Regression: what it is, when to use it, how to run it (SPSS, jamovi, JASP, R), and how to interpret it

What regression is
Regression estimates how an outcome (Y) changes when one or more predictors (X1…Xk) change. In linear regression the fitted line is: Ŷ = b0 + b1X1 + … + bkXk. Each coefficient shows the expected change in Y for a one-unit change in that predictor while other variables are held constant. Regression is for prediction and adjusted associations; it does not prove causation.

When to use regression
– Continuous outcome (e.g., score, income): Linear regression (ordinary least squares).
– Binary outcome (0/1): Binary logistic regression.
– Multicategory nominal outcome: Multinomial logistic regression.
– Ordered categories: Ordinal logistic regression.
– Counts: Poisson or Negative Binomial (use NB if overdispersed).
– Time to event: Cox proportional hazards (survival).

Pre-checks before running
– Inspect scatterplots to check linearity; consider transformations or splines if curved.
– Look for outliers and influence (leverage, Cook’s D).
– Check multicollinearity (VIF < about 5–10).
– Code categorical predictors with a clear reference level (dummy/indicator coding).
– Plan interactions a priori; center or standardize continuous predictors if you include them.
– Decide how to handle missing data (prefer multiple imputation over listwise deletion when feasible).

How to run it

SPSS (linear)

Analyze → Regression → Linear.
Move outcome to Dependent, predictors to Independent(s).
Statistics: Estimates, Model fit, Confidence intervals, Collinearity diagnostics; add Durbin–Watson for time-ordered data.
Plots: ZPRED vs ZRESID; histogram and normal P-P of residuals.
Save: Predicted values and residuals if you need diagnostics.
OK.

SPSS (binary logistic)

Analyze → Regression → Binary Logistic.
Put outcome (coded 0/1) in Dependent; predictors in Covariates; specify categorical predictors and reference levels in Categorical.
Options: Confidence intervals for exp(B); classification table; ROC if available.
OK.

jamovi
– Linear: Regression → Linear Regression. Add Dependent, Covariates/Factors. Turn on Standardized estimates, Confidence intervals, VIF, residual plots.
– Logistic: Regression → Logistic Regression (or GAMLj module). Request Odds ratios (exp(β)), Pseudo-R², ROC/AUC.

JASP
– Linear: Regression → Linear Regression. Add variables; enable Standardized coefficients, VIF, residual diagnostics (QQ plot, residual vs fitted).
– Logistic: Regression → Logistic Regression (Binary/Multinomial/Ordinal).

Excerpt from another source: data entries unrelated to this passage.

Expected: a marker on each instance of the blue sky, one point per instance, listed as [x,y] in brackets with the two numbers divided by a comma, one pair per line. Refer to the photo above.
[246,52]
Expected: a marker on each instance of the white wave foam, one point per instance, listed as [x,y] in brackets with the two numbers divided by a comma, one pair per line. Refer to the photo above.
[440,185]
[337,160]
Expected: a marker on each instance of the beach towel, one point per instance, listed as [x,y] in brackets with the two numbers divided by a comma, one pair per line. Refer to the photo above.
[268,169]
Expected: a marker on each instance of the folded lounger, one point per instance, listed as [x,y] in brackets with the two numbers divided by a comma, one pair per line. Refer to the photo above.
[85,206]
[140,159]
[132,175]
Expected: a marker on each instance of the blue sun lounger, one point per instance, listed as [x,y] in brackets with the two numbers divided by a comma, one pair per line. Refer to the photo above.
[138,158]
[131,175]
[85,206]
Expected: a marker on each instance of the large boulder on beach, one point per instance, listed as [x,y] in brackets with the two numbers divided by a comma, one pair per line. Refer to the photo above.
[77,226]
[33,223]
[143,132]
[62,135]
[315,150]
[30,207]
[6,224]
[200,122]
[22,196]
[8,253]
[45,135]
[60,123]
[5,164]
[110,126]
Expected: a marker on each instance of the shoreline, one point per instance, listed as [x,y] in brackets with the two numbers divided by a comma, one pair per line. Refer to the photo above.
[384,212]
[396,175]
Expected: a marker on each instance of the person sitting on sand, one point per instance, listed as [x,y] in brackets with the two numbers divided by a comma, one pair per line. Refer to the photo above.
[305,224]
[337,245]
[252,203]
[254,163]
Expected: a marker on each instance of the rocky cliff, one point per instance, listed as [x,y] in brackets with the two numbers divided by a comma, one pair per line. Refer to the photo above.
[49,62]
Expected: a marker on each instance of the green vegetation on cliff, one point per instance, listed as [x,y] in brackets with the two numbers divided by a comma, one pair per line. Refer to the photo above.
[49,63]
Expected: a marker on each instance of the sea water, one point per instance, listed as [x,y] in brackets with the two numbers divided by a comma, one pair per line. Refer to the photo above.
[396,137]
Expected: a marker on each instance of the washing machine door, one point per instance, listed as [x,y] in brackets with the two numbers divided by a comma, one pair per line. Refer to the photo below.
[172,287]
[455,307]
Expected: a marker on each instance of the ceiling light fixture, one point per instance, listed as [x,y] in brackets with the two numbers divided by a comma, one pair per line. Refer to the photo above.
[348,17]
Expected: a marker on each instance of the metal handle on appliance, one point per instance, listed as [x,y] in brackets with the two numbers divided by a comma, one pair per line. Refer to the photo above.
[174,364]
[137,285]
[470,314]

Request Odds ratios, ROC curve, classification table, Pseudo-R², diagnostics.

How to interpret results

Linear regression (OLS)
– Coefficients (b): expected change in Y for a one-unit increase in X, holding others constant.
– Standardized beta (β): effect in SD units; useful for comparing predictors on different scales.
– Confidence intervals: report 95% CI for each coefficient.
– Model fit: R² (variance explained) and Adjusted R²; F-test for overall model; check residual plots for homoscedasticity and normality (for inference).
Example: “Study hours predicted GPA, b = 0.07, 95% CI [0.03, 0.11], t(196) = 3.45, p = .001, β = .24. Model F(3,196) = 18.2, p < .001, R² = .22.”

Logistic regression
– Coefficients are log-odds; exponentiate to get Odds Ratios (OR). OR > 1 increases odds; OR < 1 decreases odds.
– Report 95% CI for OR, Pseudo-R² (e.g., Nagelkerke), AUC for discrimination, and calibration checks.
Example: “GRE score predicted admission, OR = 1.12, 95% CI [1.05, 1.21], p = .002, controlling for GPA and research experience. AUC = .81; Nagelkerke R² = .29.”

Diagnostics and good practice
– Outliers/influence: inspect leverage, Cook’s D, DFBETAs; justify any exclusions.
– Heteroscedasticity (OLS): residual vs fitted plot; consider robust SEs.
– Nonlinearity: add polynomial or spline terms; check linearity of log-odds for logistic.
– Multicollinearity: high VIF suggests redundant predictors; consider dropping, combining, or regularizing.
– Multiple testing: control false discovery when fitting many models.
– Model selection: avoid blind stepwise; prefer theory, cross-validation, or regularization (ridge/LASSO).
– Transparency: preregister, share code, and include diagnostics.

Quick decision guide
– Continuous outcome → Linear regression.
– Binary outcome → Logistic regression.
– Counts → Poisson or Negative Binomial.
– Ordered categories → Ordinal logistic.
– Time-to-event → Cox regression.

Takeaway
Match the regression type to your outcome, check assumptions and diagnostics, report effect sizes with confidence intervals, and avoid causal claims unless your design supports them.